Probably, the term Trike Patrol is something you have heard before. It refers to the model search in the Philippines that was initiated by an American website back in 2006. Their mode of finding female models for their episodes involved trikes, those motorcycle powered side carts that are used by commuters in and around smaller cities in the Philippines such as Angeles City or General Santos City. Using such trikes to find models for photography and scout interesting locations is somewhat of a great thing to do.

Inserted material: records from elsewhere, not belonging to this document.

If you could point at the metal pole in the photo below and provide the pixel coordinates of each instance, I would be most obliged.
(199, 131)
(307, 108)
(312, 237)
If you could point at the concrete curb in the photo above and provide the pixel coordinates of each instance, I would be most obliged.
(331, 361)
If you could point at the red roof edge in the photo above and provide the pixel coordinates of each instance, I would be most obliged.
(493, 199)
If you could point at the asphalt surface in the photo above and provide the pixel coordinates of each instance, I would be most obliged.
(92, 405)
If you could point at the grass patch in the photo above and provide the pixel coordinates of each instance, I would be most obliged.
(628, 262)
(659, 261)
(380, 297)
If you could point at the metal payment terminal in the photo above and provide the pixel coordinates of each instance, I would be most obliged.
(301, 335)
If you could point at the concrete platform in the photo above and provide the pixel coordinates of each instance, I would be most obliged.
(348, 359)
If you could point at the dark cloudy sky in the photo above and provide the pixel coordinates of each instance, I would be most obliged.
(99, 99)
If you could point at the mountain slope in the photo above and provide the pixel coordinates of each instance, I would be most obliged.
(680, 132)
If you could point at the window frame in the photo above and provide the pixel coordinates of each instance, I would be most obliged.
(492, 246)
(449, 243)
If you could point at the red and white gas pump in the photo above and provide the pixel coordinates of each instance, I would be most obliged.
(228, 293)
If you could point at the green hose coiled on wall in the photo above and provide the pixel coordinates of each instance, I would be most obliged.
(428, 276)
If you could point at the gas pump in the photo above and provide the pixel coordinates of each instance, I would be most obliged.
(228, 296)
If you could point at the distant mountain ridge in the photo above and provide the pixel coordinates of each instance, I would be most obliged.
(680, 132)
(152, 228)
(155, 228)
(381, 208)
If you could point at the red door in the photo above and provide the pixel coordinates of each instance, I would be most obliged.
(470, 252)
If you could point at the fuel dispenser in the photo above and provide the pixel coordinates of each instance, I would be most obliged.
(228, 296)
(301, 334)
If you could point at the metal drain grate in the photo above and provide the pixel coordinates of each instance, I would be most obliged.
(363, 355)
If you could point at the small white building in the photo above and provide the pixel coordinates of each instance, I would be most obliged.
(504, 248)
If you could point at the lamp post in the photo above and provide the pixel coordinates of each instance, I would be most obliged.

Hiring a trike driver for a couple of hours and ask him to drive you around landmarks of the city can be very interesting and mind opening. It provides a unique opportunity to observe daily life of Filipinos and their behaviour in busy situations. It’s eye opening how they avoid or confront stressful situations. Well, all of that minus the discomfort of potholes and bumper to bumper traffic with drivers sneaking their trikes past obstacles. On one side you see the innocent beauty of young students while the next person – an elder citizen fighting poverty and other inconveniences of fate such as hunger and sickness – dramatically shows how they might end up in 30 to 40 years. The Philippines are a poverty stricken country that offer little opportunities to people outside of the elites from Cebu and Makati City.

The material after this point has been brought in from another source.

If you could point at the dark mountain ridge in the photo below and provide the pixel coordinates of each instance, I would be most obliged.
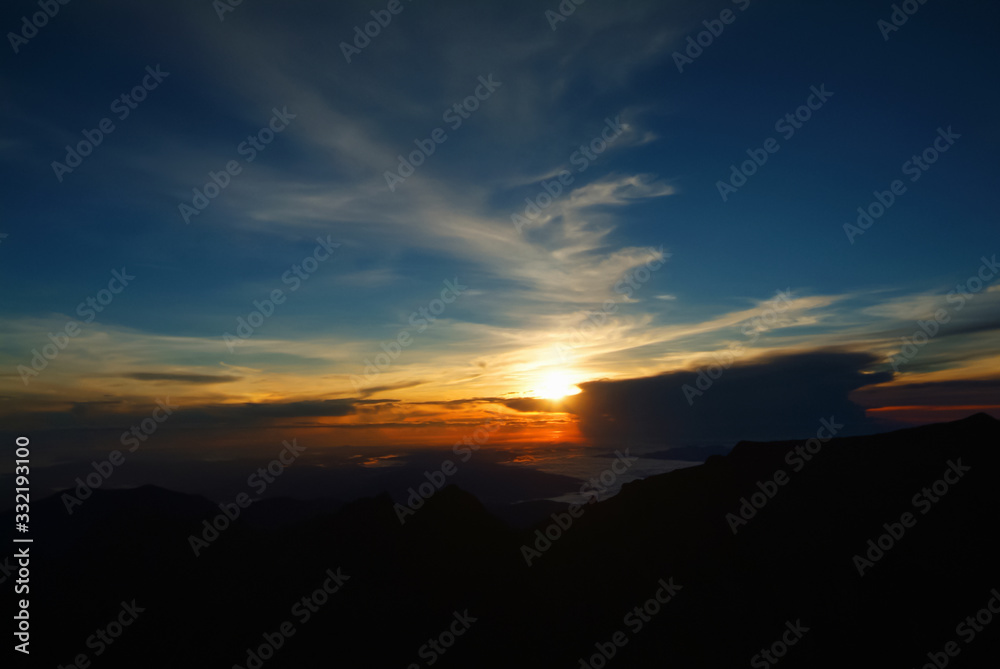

Many sleazy producers abuse this situation to pressure female models into performances they might not be proud of. It’s a threat to society, but one of the only chances for uneducated female photo models to capture the moment of stardom – in some way, temporarily, at least. There are isolated cases of models being able to become famous models, some of whom have been featured in magazines such as FHM and Penthouse. Those who appeared in short videos on Trike Patrol, however, never made it.
For aspiring photographers Trike Patrols are still a great ways to explore and find talent in the most natural way by going back to the roots. Enjoy the bumps on your head and bottom.